Even darker days for Nigeria as power supply gets worse

Even darker days for Nigeria as power supply gets worse

LAGOS - Agence France Presse

AFP Photo

Even at the best of times Nigeria ranks among the lowest countries in the world for energy consumption, and production is currently at historic lows

Taxi motocycles wait for passengers under electricity cables on the Apapa - Oshodi expressway in Lagos, while students study with a kerosene lamp due to epileptic public power supply in the Nigeria’s capital city (inset). AFP photos

alogun Shakirat woke up with a start at 3 a.m. and put on the light in her workshop in a crowded working class district of Nigeria’s commercial capital, Lagos.

In the following three hours, she was able to sew shirts, trousers and a jacket. Then the electricity supply went off again.

“No light the whole day today,” she complained.

Instead she stitched the hems of traditional Yoruba hats with a needle at her overheated single-story house and waited for night to fall. “NEPA brings light at night these days,” said Shakirat, referring to the National Electric Power Authority, or, as it’s often been called, “Never Expect Power Always.”

The electricity provider hasn’t existed for years under the name NEPA, but it’s still talked about like a person, its presence or absence dictating the rhythm of Nigerian life.

Even at the best of times Nigeria, which is home to more than 170 million people, ranks among the lowest countries in the world for energy consumption at just 155 kilowatt hours per person.

But these are not the best of times: Production has wavered for the last few months between 1,500 to 4,000 megawatts.

In comparison, South Africa, which has three times fewer people, capacity is more than 10 times greater at 45,000 MW. Between 8,000 and 9,000 MW is the bare minimum considered necessary for Lagos’ economy to function.

But the megacity only gets about 10 percent of what it needs, leaving its 20 million or so inhabitants to their own devices.

The richest use top-of-the-range inverters and huge diesel-powered generators to guarantee as much uninterrupted supply as possible. The less well-off have smaller generators that are used sparingly because of the rising cost of fuel; the poorest are stuck with kerosene lamps.

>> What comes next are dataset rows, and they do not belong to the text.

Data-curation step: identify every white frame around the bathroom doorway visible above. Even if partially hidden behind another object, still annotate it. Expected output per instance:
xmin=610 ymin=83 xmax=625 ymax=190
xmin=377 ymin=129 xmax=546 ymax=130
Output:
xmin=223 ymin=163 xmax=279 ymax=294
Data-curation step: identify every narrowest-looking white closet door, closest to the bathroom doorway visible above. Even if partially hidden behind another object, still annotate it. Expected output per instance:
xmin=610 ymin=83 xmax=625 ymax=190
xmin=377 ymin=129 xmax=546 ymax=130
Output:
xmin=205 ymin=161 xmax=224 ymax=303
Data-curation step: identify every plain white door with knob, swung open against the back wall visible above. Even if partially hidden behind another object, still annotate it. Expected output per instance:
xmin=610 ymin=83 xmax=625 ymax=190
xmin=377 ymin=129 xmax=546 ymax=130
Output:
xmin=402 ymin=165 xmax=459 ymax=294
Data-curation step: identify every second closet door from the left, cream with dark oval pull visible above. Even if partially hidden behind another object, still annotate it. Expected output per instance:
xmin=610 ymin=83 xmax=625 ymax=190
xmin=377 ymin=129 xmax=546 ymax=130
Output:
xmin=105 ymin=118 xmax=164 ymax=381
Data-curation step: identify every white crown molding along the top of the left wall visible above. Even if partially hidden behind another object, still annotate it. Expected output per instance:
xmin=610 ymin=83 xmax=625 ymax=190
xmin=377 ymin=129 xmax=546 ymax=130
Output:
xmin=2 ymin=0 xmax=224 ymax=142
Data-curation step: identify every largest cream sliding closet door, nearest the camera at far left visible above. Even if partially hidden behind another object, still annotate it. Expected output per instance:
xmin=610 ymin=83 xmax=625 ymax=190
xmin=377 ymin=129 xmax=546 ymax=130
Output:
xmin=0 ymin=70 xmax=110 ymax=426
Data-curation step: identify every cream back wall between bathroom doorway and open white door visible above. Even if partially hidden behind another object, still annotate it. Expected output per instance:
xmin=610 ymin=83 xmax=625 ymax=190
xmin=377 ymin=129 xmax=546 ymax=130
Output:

In Obalende, Shakirat said the power situation is affecting her business.

“Before I could make 30,000 naira a week ($95. Now it’s 10,000 because of NEPA. It’s since April. We don’t know why,” she said.

In fact, April was when the Niger Delta Avengers group conducted its first major attacks in the creeks and swamps of Nigeria’s oil-producing south.

The rebels have since regularly blown up energy infrastructure and promised to bring Nigeria to its knees as long as its demands are not met.

On Sept. 25, Shell was forced to shut down the Trans Niger Pipeline, which feeds the Afam VI electricity power station in Rivers state. As yet, none of the alphabet soup of armed groups sabotaging the region’s oil and gas infrastructure has claimed responsibility for the attack. But last week, the NDA said it had blown up the key Bonny pipeline, breaking a cease-fire it had declared a month before.

Dallas Peavey, the executive director of Egbin Power, the biggest electricity power station in Nigeria, has blamed government policy for the situation and had a stark warning for the future.

“It’s going to be dark in Nigeria soon,” he was quoted as saying in a recent newspaper interview.

New players took advantage of the liberalization of the power sector in 2013 and invested in Nigeria, which because of its huge need for electricity, was seen as an eldorado. But three years later, oil prices have plummeted on the world market, hitting Nigeria hard given that crude export sales account for some 70 percent of government revenue.

Foreign exchange is in short supply, the economy in recession and the turbines of Egbin are now running at only 30 percent capacity because of the attacks in the delta. “We are owed over 86 billion naira by the federal government. We have been producing but we haven’t been paid for almost six months,” said Peavey.